In contrast to the results obtained with disposables, new cloth diapers produced very little respiratory effects and appeared to be the least toxic choice for a consumer, the researchers write.
“Though the disposable effect was noted even when the emissions of a single diaper are diluted in the air of a small room,” Anderson said, she cautions that it is too early to indict diaper chemicals.
“Whether the diaper chemicals initiate clinical disease, simply trigger an asthma-like response or are not implicated (at all) in human disease will not be known until after a vast amount of human data has been accumulated,” she commented.
Therefore, Anderson believes that formal epidemiological investigations must be extended to infant products in order to evaluate these items’ possible role in triggering or aggravating asthmatic conditions.

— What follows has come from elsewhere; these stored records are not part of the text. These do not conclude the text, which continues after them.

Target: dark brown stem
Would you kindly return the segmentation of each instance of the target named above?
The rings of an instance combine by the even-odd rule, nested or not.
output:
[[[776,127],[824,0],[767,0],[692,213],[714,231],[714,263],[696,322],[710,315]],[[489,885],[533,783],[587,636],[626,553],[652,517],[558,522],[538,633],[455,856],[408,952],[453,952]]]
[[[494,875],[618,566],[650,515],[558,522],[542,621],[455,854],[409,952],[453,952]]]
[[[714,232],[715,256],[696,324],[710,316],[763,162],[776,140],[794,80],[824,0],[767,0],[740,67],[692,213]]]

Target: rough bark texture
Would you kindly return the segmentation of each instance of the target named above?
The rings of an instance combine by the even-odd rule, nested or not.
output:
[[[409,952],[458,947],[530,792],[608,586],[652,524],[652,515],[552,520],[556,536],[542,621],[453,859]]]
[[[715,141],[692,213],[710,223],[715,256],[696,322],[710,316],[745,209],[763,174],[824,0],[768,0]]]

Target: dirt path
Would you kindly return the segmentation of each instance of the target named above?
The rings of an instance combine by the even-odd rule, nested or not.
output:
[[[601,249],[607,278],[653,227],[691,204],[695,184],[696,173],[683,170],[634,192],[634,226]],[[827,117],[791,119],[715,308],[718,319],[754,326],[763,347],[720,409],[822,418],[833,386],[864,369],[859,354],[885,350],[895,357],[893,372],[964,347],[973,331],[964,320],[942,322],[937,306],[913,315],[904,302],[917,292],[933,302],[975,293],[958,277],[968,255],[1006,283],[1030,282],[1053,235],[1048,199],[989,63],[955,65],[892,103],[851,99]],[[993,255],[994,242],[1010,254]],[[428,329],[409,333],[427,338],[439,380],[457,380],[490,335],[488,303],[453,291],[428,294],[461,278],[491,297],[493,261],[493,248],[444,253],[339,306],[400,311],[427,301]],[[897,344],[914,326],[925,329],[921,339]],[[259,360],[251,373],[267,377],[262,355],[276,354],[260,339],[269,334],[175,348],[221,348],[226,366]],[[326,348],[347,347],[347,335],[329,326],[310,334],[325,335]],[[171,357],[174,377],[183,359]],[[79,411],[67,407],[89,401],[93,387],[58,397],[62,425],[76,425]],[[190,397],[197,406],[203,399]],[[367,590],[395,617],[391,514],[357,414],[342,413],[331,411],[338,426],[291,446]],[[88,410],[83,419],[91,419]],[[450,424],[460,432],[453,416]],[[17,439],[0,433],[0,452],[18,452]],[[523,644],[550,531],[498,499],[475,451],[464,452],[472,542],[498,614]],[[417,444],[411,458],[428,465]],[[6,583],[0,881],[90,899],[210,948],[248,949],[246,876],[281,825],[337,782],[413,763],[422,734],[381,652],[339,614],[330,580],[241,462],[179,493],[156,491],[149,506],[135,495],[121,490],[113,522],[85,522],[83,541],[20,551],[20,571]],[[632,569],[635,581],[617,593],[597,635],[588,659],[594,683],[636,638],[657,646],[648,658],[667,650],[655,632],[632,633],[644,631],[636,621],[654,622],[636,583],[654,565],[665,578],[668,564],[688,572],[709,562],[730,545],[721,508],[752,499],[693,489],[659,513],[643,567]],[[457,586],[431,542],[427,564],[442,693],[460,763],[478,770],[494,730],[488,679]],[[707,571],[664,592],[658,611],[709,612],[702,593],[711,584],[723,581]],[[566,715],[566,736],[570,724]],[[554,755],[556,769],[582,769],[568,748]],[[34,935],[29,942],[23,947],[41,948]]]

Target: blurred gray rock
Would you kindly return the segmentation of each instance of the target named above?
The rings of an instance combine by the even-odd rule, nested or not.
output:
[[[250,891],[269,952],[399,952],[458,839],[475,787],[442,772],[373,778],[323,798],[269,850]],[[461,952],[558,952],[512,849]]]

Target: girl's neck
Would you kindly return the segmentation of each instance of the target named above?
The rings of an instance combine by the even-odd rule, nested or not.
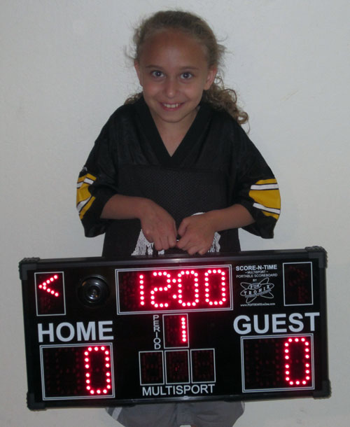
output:
[[[193,123],[198,110],[199,107],[188,117],[188,120],[182,120],[181,122],[167,122],[153,117],[158,133],[169,155],[172,156],[181,144]]]

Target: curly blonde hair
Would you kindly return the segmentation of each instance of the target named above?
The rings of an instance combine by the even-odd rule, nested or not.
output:
[[[144,20],[135,29],[133,41],[134,61],[139,61],[145,41],[156,32],[167,29],[181,31],[193,37],[205,47],[209,68],[220,65],[225,47],[219,44],[208,24],[199,16],[181,10],[162,10]],[[127,98],[125,104],[135,102],[142,92]],[[248,114],[237,105],[237,97],[233,89],[225,87],[222,77],[217,74],[210,88],[203,92],[202,100],[216,110],[227,111],[240,125],[248,121]]]

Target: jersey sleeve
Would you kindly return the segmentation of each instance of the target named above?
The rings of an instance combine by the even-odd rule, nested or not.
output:
[[[274,237],[281,213],[279,185],[262,155],[241,128],[234,203],[244,206],[255,222],[243,228],[264,239]]]
[[[102,219],[101,214],[108,200],[118,192],[111,122],[110,119],[101,131],[78,178],[76,208],[87,237],[105,232],[109,220]]]

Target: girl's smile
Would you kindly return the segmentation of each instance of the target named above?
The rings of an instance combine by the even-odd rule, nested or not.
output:
[[[158,130],[186,132],[192,124],[203,90],[214,81],[205,48],[176,30],[158,32],[147,39],[135,69],[146,103]]]

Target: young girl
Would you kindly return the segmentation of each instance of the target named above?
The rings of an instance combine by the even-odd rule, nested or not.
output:
[[[159,12],[134,36],[142,92],[109,118],[78,181],[85,235],[103,255],[240,249],[238,229],[272,238],[278,185],[241,125],[247,114],[218,74],[224,48],[201,18]],[[229,427],[241,402],[110,408],[126,426]]]

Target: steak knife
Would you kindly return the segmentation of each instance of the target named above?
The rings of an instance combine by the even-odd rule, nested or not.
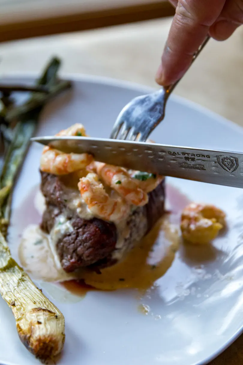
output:
[[[128,169],[243,188],[243,153],[89,137],[31,140],[67,153],[87,153],[95,161]]]

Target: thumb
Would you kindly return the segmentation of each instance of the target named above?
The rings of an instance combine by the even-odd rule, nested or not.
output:
[[[170,85],[185,73],[225,1],[179,0],[156,77],[159,85]]]

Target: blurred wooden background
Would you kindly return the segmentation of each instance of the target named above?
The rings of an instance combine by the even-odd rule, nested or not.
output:
[[[0,42],[173,15],[167,0],[0,0]]]

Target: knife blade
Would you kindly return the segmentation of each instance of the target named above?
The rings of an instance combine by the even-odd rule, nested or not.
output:
[[[65,153],[90,153],[95,161],[132,170],[243,187],[241,152],[89,137],[37,137],[31,140]]]

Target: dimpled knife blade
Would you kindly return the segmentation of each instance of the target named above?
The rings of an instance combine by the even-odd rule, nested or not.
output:
[[[210,184],[243,188],[243,153],[88,137],[35,137],[63,152],[94,156],[128,169]]]

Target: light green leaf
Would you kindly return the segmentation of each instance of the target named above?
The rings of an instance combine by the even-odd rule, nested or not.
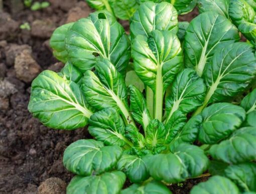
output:
[[[167,2],[147,2],[141,5],[132,18],[130,25],[132,40],[138,35],[147,37],[155,30],[178,30],[178,14],[174,7]]]
[[[93,12],[75,22],[66,44],[70,62],[82,72],[91,69],[100,56],[125,72],[131,55],[130,40],[121,24],[107,12]]]
[[[256,128],[240,128],[228,140],[213,145],[209,154],[214,159],[229,164],[256,160]]]
[[[130,108],[132,116],[140,124],[143,126],[145,131],[151,120],[147,108],[147,102],[142,94],[134,86],[129,86],[130,94]]]
[[[68,23],[57,28],[50,39],[50,46],[53,50],[53,55],[64,63],[68,60],[68,53],[66,49],[65,40],[69,28],[73,24],[74,22]]]
[[[173,154],[161,154],[151,158],[149,169],[155,180],[179,182],[198,176],[207,169],[208,159],[199,147],[182,144],[171,151]]]
[[[213,54],[221,48],[239,40],[235,26],[216,12],[200,14],[190,22],[185,36],[185,64],[194,68],[201,76]]]
[[[121,191],[121,194],[172,194],[168,188],[160,182],[153,180],[146,184],[134,184]]]
[[[185,68],[178,74],[172,86],[172,93],[165,102],[167,122],[173,113],[179,110],[190,112],[201,106],[204,102],[206,86],[203,80],[195,70]]]
[[[200,13],[214,12],[229,18],[228,8],[230,0],[198,0],[198,9]]]
[[[228,14],[233,23],[237,27],[245,22],[253,22],[255,12],[244,0],[230,0]]]
[[[149,177],[146,163],[137,156],[123,154],[116,168],[124,172],[132,182],[140,182]]]
[[[125,181],[125,175],[120,171],[98,176],[75,176],[67,188],[67,194],[118,194]]]
[[[123,146],[132,144],[125,138],[124,124],[119,113],[114,108],[107,108],[92,114],[88,128],[91,136],[106,145]]]
[[[92,114],[78,85],[49,70],[33,82],[28,109],[46,126],[61,130],[83,127]]]
[[[211,177],[206,182],[194,186],[191,194],[239,194],[237,186],[229,179],[220,176]]]
[[[68,170],[78,175],[99,174],[114,168],[122,152],[117,146],[104,146],[101,142],[80,140],[65,150],[63,164]]]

She and her co-author, Dr. Julius Anderson, have (previously) published similar findings associated with other products used in infants’ environments. “A number of these manufactured materials — air fresheners, mattress covers, fabric softeners — have many rapid-onset toxic effects in common,” she pointed out.
In Anderson’s view, the current epidemic in childhood asthma cannot be explained solely on the basis of what she termed, ”the usual suspects: dust mites, cockroaches, maternal smoking”. Maybe child-care products (such as) plastic diapers… plastic baby bottles, and plastic toys are important factors (through the release of) chemicals with toxic effects.”
Until such time as this asthma-inducing effect can be confirmed in humans, Anderson reminds parents and healthcare professionals that precaution costs nothing. When you are dealing with a toxic chemical or chemicals, avoidance is the only proper action. ”She suggests that (parents) and doctors… believe themselves if they think a product is harming the breathing of the mother or the baby.”